Reynir Karlsson

Personal information
- Full name: Reynir Gísli Karlsson
- Date of birth: 27 February 1934
- Place of birth: Reykjavík, Kingdom of Iceland
- Date of death: 12 November 2014 (aged 80)
- Place of death: Reykjavík, Iceland
- Position: Defender

Senior career*
- Years: Team / Apps / (Gls)
- 1950–1958: Fram

International career
- 1956–1957: Iceland / 3 / (0)

Managerial career
- 1959–1961: Fram
- 1962: ÍBA
- 1966: Keflavík
- 1966–1967: Iceland
- 1968: Keflavík
- 1970: Breiðablik
- 1974: Breiðablik

= Reynir Karlsson =

Icelandic footballer (1934–2014)

Reynir Gísli Karlsson (27 February 1934 – 12 November 2014) was an Icelandic football manager and player.
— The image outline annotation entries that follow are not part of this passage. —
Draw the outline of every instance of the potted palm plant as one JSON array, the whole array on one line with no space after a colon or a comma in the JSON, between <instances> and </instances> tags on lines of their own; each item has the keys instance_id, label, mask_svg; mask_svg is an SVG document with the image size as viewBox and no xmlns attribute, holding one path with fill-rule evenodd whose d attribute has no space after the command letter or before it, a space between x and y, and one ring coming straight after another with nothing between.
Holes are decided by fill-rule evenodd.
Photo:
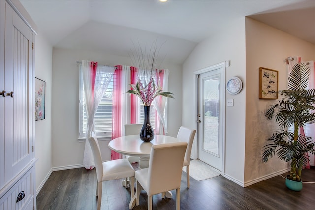
<instances>
[{"instance_id":1,"label":"potted palm plant","mask_svg":"<svg viewBox=\"0 0 315 210\"><path fill-rule=\"evenodd\" d=\"M280 129L273 133L264 147L262 159L266 162L275 154L283 162L290 162L291 170L285 181L291 190L302 189L302 170L309 161L309 153L315 154L315 143L299 130L315 123L315 89L307 89L310 69L302 63L294 65L289 75L288 89L279 91L283 98L270 106L265 116L274 120ZM294 127L291 131L292 126Z\"/></svg>"}]
</instances>

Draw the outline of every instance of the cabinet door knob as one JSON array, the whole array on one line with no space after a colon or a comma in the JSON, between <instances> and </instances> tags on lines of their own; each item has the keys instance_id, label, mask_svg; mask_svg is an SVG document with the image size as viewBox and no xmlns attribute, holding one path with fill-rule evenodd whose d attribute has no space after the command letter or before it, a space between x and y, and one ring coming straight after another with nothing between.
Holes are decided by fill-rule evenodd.
<instances>
[{"instance_id":1,"label":"cabinet door knob","mask_svg":"<svg viewBox=\"0 0 315 210\"><path fill-rule=\"evenodd\" d=\"M6 92L4 90L2 91L2 92L0 92L0 95L2 95L3 97L5 97L5 93Z\"/></svg>"},{"instance_id":2,"label":"cabinet door knob","mask_svg":"<svg viewBox=\"0 0 315 210\"><path fill-rule=\"evenodd\" d=\"M25 193L24 193L24 191L21 191L21 192L20 192L20 193L19 193L19 194L18 195L18 197L16 198L16 203L18 202L19 201L21 201L22 199L24 198L24 197L25 197Z\"/></svg>"},{"instance_id":3,"label":"cabinet door knob","mask_svg":"<svg viewBox=\"0 0 315 210\"><path fill-rule=\"evenodd\" d=\"M8 96L10 96L11 98L13 98L14 96L14 93L13 92L11 92L9 93L6 93L6 95L7 95Z\"/></svg>"}]
</instances>

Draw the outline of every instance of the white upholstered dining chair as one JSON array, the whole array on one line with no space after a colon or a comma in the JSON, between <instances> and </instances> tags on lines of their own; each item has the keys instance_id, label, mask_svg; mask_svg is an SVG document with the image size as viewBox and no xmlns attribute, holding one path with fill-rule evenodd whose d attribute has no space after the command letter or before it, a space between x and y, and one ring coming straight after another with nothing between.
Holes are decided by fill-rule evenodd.
<instances>
[{"instance_id":1,"label":"white upholstered dining chair","mask_svg":"<svg viewBox=\"0 0 315 210\"><path fill-rule=\"evenodd\" d=\"M152 196L173 189L176 190L176 210L180 209L180 193L183 161L187 147L185 142L152 146L149 168L135 172L136 180L136 205L139 204L142 189L148 195L148 209L152 209Z\"/></svg>"},{"instance_id":2,"label":"white upholstered dining chair","mask_svg":"<svg viewBox=\"0 0 315 210\"><path fill-rule=\"evenodd\" d=\"M131 164L126 159L119 159L102 162L97 140L94 137L89 137L89 142L92 150L96 170L97 210L100 210L103 181L130 177L130 195L132 198L134 195L134 169Z\"/></svg>"},{"instance_id":3,"label":"white upholstered dining chair","mask_svg":"<svg viewBox=\"0 0 315 210\"><path fill-rule=\"evenodd\" d=\"M125 125L125 135L140 135L143 124L126 124ZM125 157L128 159L131 163L139 162L139 157L135 156L125 155Z\"/></svg>"},{"instance_id":4,"label":"white upholstered dining chair","mask_svg":"<svg viewBox=\"0 0 315 210\"><path fill-rule=\"evenodd\" d=\"M189 182L189 166L190 165L190 156L191 155L191 147L193 139L196 134L196 130L192 130L186 127L182 126L179 128L176 138L181 141L187 142L187 148L184 158L183 166L186 166L186 180L187 188L190 187Z\"/></svg>"}]
</instances>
He managed the Icelandic national team in 1967.

==Playing career==
A defender, Reynir played for Fram from 1950 to 1958. He played three matches for the Iceland national team from 1956 to 1957.

==Managerial career==
Reynir was the manager of several clubs in Iceland, including Fram, ÍBA, Keflavík, and Breiðablik.

==Personal life==
Reynir was married to Svanfríður Guðjónsdóttir, the first woman to be a member of the board of Football Association of Iceland. Their daughter, Ásta María Reynisdóttir, was a key player for the Breiðablik team that won 11 national championships and 4 Icelandic Cups from 1977 to 1995. Their son, Guðjón Karl Reynisson, played football for Breiðablik men's team and later managed the women's team.